0

I have a list of documents that I store along with creation date and rank:

CREATE TABLE `document` (
  `id` INT UNSIGNED NOT NULL AUTO_INCREMENT,
  `category_id` INT UNSIGNED NOT NULL,
  `rank` INT UNSIGNED NOT NULL,
  `created_at` TIMESTAMP NOT NULL,
  PRIMARY KEY (`id`),
  INDEX `idx_combo` (`category_id` ASC, `created_at` ASC, `rank` ASC)
) ENGINE=InnoDB;

I would like to get a list of 10 documents that belong to category 30, were created_at is after certain point in time and order it by rank:

EXPLAIN
SELECT
    id
FROM
    docs.document
WHERE
    category_id = 30
    AND created_at > 1592862179
ORDER BY
    rank
LIMIT 10

It's not surprising that this query has to use filesort:

+------+-------------+----------+------+---------------+-----------+---------+-------+-------+------------------------------------------+
| id   | select_type | table    | type | possible_keys | key       | key_len | ref   | rows  | Extra                                    |
+------+-------------+----------+------+---------------+-----------+---------+-------+-------+------------------------------------------+
|    1 | SIMPLE      | document | ref  | idx_combo     | idx_combo | 4       | const | 19596 | Using where; Using index; Using filesort |
+------+-------------+----------+------+---------------+-----------+---------+-------+-------+------------------------------------------+

If the table is large and I have many records for many years and want to retrieve data for specific date range, filesort becomes performance issue.
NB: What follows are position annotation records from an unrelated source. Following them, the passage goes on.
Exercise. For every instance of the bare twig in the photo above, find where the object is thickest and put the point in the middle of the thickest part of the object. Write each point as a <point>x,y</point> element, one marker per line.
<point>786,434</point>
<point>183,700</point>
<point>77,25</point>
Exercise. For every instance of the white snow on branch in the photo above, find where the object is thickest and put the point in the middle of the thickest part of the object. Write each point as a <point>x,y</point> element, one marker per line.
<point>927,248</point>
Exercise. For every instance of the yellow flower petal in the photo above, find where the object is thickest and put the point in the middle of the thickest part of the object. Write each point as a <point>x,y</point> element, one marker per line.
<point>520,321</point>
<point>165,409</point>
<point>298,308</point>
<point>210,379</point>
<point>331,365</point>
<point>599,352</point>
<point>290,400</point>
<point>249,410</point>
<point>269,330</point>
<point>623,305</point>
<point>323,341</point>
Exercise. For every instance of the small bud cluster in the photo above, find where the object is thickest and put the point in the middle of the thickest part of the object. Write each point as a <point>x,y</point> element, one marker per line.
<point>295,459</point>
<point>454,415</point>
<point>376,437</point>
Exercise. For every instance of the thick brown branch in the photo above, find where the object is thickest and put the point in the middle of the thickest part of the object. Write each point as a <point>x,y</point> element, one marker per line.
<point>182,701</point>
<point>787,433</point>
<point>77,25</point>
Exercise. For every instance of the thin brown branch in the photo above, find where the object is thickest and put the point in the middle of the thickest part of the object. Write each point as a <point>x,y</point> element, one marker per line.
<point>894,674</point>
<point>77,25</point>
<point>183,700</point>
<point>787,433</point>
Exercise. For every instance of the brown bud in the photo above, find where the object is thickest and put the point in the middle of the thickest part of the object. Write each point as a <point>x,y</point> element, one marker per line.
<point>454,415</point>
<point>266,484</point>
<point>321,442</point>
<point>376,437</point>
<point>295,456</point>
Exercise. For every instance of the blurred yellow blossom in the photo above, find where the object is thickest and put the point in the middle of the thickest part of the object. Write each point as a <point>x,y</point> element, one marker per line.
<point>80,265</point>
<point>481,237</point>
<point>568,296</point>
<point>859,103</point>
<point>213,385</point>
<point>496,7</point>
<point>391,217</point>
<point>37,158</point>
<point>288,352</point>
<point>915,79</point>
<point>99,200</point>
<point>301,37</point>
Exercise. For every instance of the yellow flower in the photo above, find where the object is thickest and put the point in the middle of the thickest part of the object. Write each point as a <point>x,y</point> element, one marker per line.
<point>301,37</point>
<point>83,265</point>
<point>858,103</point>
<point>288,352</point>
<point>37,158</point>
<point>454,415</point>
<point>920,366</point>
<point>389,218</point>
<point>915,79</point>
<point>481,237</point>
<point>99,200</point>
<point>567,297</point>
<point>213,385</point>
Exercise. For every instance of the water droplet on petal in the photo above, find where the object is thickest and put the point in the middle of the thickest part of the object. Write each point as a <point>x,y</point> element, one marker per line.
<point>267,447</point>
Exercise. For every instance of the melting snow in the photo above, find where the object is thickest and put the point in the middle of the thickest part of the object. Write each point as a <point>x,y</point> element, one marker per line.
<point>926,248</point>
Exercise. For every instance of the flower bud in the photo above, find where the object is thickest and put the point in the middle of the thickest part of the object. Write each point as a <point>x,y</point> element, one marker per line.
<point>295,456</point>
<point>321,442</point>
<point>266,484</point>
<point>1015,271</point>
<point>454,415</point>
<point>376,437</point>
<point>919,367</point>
I would like to be able to retrieve results directly from the index. Is there a way to redesign the table, index or the select query for mysql to only use the index for retrieval and avoid temp tables or filesort?

2
  • Add id to this index - it will become covering for your query which will improve performance avoiding access to the table body. Check what condition is more selective, and if the condition by created_at, then put it first in the index expression.
    – Akina
    Jun 23 '20 at 4:48
  • @Akina innodb already adds id to secondary index. That's not what question is about.
    – Jimbotron
    Jun 23 '20 at 14:23
0

Can't be done.

To achieve the goal, you would need a 2-dimensional index. Such does not exist.

WHERE
    category_id = 30
    AND created_at > 1592862179

That much is handled nicely with INDEX(category_id, created_at). But adding anything onto the end of the index definition will not benefit you

The only way to get the index to be also useful for the ORDER BY is to have ORDER BY created_at (either ASC or DESC). At that point, it can stop after 10 rows (because of LIMIT 10).

More on indexing: http://mysql.rjweb.org/doc.php/index_cookbook_mysql

1
  • Thank you. I'll have to find an alternative.